Солдат не смог точно для себя сказать, куда именно пошли все срубленные деревья.

Дойдя до прохода, у которого даже не было ворот для защиты, он попал в то самое поселение. В туманную сырую погоду, когда солнца нет вообще, она выглядела куда более угнетающе, чем обычно. Создавалось впечатление, что все дома здесь были сделаны или из чёрной древесины, или та просто сгнила.

И стоило ему переступить черту деревни, как к нему тут же подбежал ребёнок. Лет тринадцать, плюс-минус год.

Солдат не был удивлён. Перестаёшь в этом мире удивляться вообще чему-либо. Беспризорные дети уже стали такой же неотъемлемой частью этого мира, как и статистика перед глазами, которая могла появиться по твоему желанию. Они были в каждой деревне, целая стая или одиночки, в зависимости оттого, сколько семей померло от голода или были вырезаны кем-нибудь.
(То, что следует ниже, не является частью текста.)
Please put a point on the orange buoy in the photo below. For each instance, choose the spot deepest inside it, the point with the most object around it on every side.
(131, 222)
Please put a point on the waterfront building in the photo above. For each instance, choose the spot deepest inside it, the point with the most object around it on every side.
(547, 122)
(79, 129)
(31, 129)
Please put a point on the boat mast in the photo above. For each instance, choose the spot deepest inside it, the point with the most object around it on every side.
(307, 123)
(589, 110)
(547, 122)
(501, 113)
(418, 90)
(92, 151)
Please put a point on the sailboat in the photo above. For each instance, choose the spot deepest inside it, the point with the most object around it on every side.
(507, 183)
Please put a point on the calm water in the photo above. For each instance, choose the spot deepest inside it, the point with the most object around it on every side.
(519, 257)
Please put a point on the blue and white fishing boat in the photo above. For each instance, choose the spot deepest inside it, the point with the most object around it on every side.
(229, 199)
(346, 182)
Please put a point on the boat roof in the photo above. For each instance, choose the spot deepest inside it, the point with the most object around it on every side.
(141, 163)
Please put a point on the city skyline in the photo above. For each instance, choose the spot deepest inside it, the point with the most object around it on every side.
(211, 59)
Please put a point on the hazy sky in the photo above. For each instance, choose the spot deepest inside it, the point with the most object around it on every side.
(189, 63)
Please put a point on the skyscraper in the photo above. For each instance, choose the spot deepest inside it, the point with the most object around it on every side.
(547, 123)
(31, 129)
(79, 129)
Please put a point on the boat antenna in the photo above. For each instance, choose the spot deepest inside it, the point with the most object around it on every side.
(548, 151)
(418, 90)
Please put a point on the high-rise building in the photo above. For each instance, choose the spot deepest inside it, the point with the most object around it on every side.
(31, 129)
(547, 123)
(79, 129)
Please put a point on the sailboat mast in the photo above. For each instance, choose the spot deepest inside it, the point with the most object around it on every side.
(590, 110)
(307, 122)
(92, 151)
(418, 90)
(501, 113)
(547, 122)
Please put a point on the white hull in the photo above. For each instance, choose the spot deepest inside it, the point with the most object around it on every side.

Зачастую их прогоняли, практически обрекая на верную смерть и куда реже усыновляли или удочеряли. В это непростое время, когда голод стал обыденностью, а каннибализм воспринимался пусть и отрицательно, но с пониманием, лишний рот не мог никого порадовать. А целая свора ртов от голода могла запросто попортить урожай, тем самым ухудшив и без того плохое положение деревни.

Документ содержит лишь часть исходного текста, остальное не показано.